If Linh Mai had to describe herself, she’d say she was a firecracker. Stable when unlit, but full of potential for joy and fire. She loves art and dreams pursuing a career in it. The only problem? Her parents rely on her in ways they’re not willing to admit, including working practically full-time at her family’s pho restaurant.
For years, the Mais and the Nguyens have been at odds, having owned competing, neighboring pho restaurants. Bao and Linh, who’ve avoided each other for most of their lives, both suspect that the feud stems from feelings much deeper than friendly competition.
But then a chance encounter brings Linh and Bao in the same vicinity despite their best efforts and sparks fly, leading them both to wonder what took so long for them to connect. But then, of course, they immediately remember.
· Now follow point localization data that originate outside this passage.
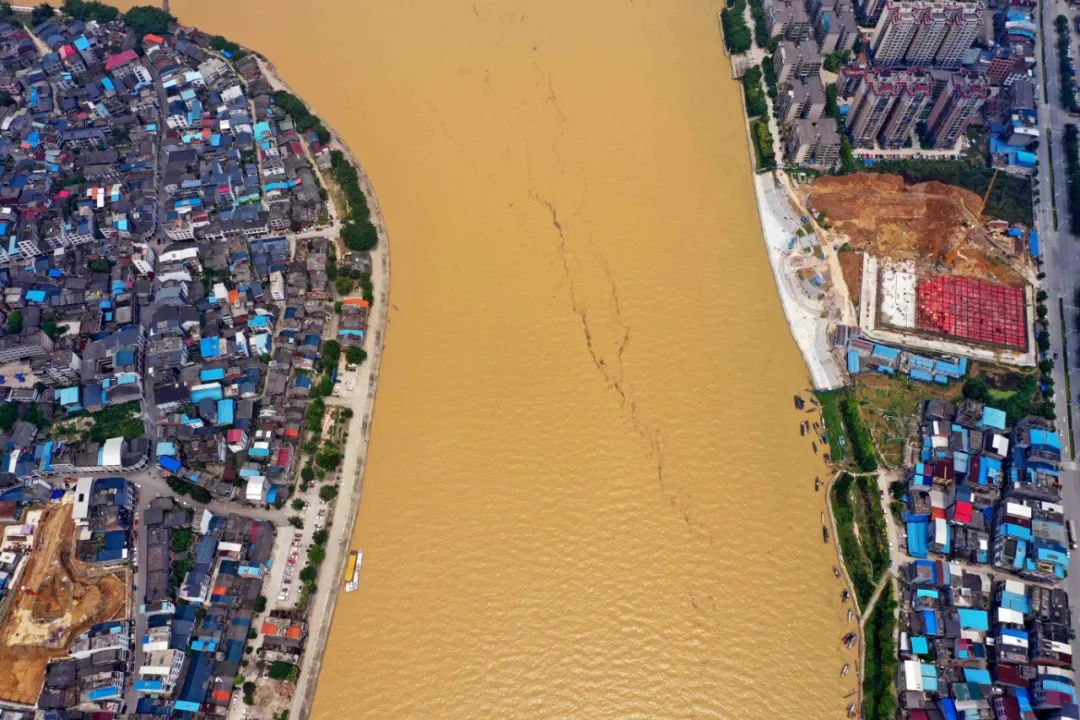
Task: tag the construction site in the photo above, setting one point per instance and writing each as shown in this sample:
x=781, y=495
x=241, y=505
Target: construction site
x=926, y=268
x=55, y=599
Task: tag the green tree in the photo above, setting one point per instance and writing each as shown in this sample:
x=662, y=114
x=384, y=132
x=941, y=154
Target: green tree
x=328, y=458
x=41, y=13
x=332, y=354
x=9, y=413
x=977, y=389
x=147, y=19
x=90, y=11
x=180, y=540
x=15, y=322
x=342, y=285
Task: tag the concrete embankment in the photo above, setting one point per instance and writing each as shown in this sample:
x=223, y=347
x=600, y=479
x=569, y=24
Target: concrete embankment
x=362, y=403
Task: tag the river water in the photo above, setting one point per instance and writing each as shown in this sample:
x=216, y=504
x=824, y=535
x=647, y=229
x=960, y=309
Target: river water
x=586, y=496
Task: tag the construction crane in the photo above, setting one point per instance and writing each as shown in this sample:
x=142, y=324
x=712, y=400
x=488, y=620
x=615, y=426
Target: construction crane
x=986, y=195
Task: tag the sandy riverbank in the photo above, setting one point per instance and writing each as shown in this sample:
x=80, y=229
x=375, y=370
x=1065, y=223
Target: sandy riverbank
x=362, y=403
x=779, y=223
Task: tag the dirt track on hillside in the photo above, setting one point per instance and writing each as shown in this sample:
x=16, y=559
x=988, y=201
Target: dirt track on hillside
x=55, y=601
x=937, y=226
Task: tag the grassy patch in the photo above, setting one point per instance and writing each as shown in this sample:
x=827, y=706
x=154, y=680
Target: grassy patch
x=862, y=445
x=854, y=558
x=879, y=693
x=861, y=527
x=834, y=424
x=889, y=407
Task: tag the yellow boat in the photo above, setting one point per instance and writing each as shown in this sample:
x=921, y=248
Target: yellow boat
x=352, y=570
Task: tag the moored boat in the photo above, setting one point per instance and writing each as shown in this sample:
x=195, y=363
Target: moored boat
x=352, y=570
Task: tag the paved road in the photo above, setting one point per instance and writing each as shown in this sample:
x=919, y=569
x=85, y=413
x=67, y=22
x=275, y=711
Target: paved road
x=1062, y=265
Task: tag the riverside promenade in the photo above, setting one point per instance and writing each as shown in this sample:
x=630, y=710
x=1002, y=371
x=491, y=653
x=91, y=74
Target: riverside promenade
x=361, y=401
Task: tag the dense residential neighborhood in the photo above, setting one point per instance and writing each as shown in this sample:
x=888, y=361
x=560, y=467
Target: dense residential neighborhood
x=186, y=283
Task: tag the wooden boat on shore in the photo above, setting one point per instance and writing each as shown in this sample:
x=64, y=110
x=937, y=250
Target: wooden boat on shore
x=352, y=571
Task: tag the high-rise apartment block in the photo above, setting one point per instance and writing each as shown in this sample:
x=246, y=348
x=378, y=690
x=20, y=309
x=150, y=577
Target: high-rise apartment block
x=886, y=106
x=793, y=60
x=958, y=103
x=917, y=32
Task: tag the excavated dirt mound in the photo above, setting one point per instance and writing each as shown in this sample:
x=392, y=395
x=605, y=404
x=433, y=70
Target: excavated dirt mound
x=935, y=225
x=57, y=598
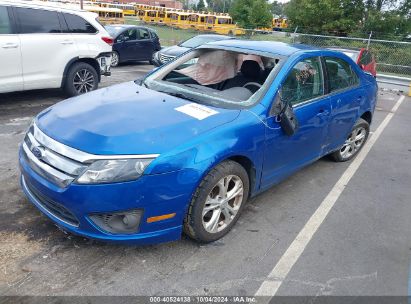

Can Linh and Bao find love in the midst of feuding families and complicated histories?
| Book Review |
I received a complimentary copy of this book from Simon and Schuster Children’s Publishing & Simon & Schuster Books for Young Readers through NetGalley in exchange for an honest review. Opinions expressed in this review are completely my own.
Describing This Book in Adjectives: family-centered, character-driven, contemporary
This book plays off the enemies-to-something-more theme, but in this case Bao and Linh are not really the enemies – their parents are. With their families owning competing Vietnamese restaurants, Bao and Linh have been told to hate each other from childhood, but a chance encounter brings them into each-other’s lives, and thus a budding romance forms.
Told from alternating perspectives, Le’s story will feel very familiar for readers, in the best way. Who hasn’t read about families at odds, a secret romance, and delicious food thrown into the mix? Throughout the novel, I found myself getting so hungry, reading Le’s lush descriptions of food. The food itself is a huge element to the story, with both Bao’s and Linh’s families making their living out of running their restaurants. Both of their families came over as refugees, have know real hardships and lost loved ones and friends on the journey over. Food is one of the ways these families can still feel connected to their homeland, and each family takes their recipes seriously.
The family aspect of this novel is the driving force. Both Bao and Linh are centered within their family, make decisions based on their family, and it’s one of the many similarities they have that brings them together. They each understand what the other is going through because they’ve lived it. Family is also one of the things keeping them apart, as both know their families won’t accept their relationship. Many readers will probably enjoy the secret romance aspect of the story. It definitely drives the story forward and is a pretty compelling aspect of the book.
I love the romance in this story as well. Since you get both Bao’s and Linh’s perspectives, you get to experience every aspect of their growing attraction, become submerged in their feelings. Both are hesitant to admit to their feelings at first, but the attraction is strong. It’s one of the most fun parts about reading the book, watching them dance around each other. Their friends, the secondary characters, add another element of hilarity and complexity. I enjoyed the secondary characters as much as the main.
Ultimately, this is a story about making amends, about being honest (with oneself and with those close to you), and about achieving your dreams. I think many readers will connect with Bao in his journey of self-discovery of what he’s capable of, of Linh’s fear of coming clean to her family about what her dreams are because they don’t align with what her parents want for her. There’s a lot of general teen angst that many will find relatable, which is one of the reasons this book rings so true. I know that I will be recommending this book to people, it’s just so good!
| My Rating |
Definitely Worth the Read
I really enjoyed reading this book. The romance is so sweet and it has that added bonus of love-on-the-sly which I like. I also really enjoyed reading about authentic Vietnamese food, although it did make me very hungry!
However, this isn’t just a romance. Le’s novel deals with many hard-hitting issues. The characters are really relatable because they face issues that many teens in America will probably recognize and identify with, such as having a dream that is counter to what your parent(s) want for you or even not knowing what you’re good at. Self-discovery and being honesty with oneself are big issues in this book, along with family and identity. The parents of the main characters immigrated to the US looking for better opportunities for their children. Issues of race are brought up, but it’s handled very well and realistically, so it doesn’t feel like an unnecessary layer of depth. Many teen readers will probably appreciate the acknowledgement.
Ultimately, this is a book you’ll want to read if you’re into the hidden romance trope, the warring families trope, or you just dig really good contemporary, realistic fiction.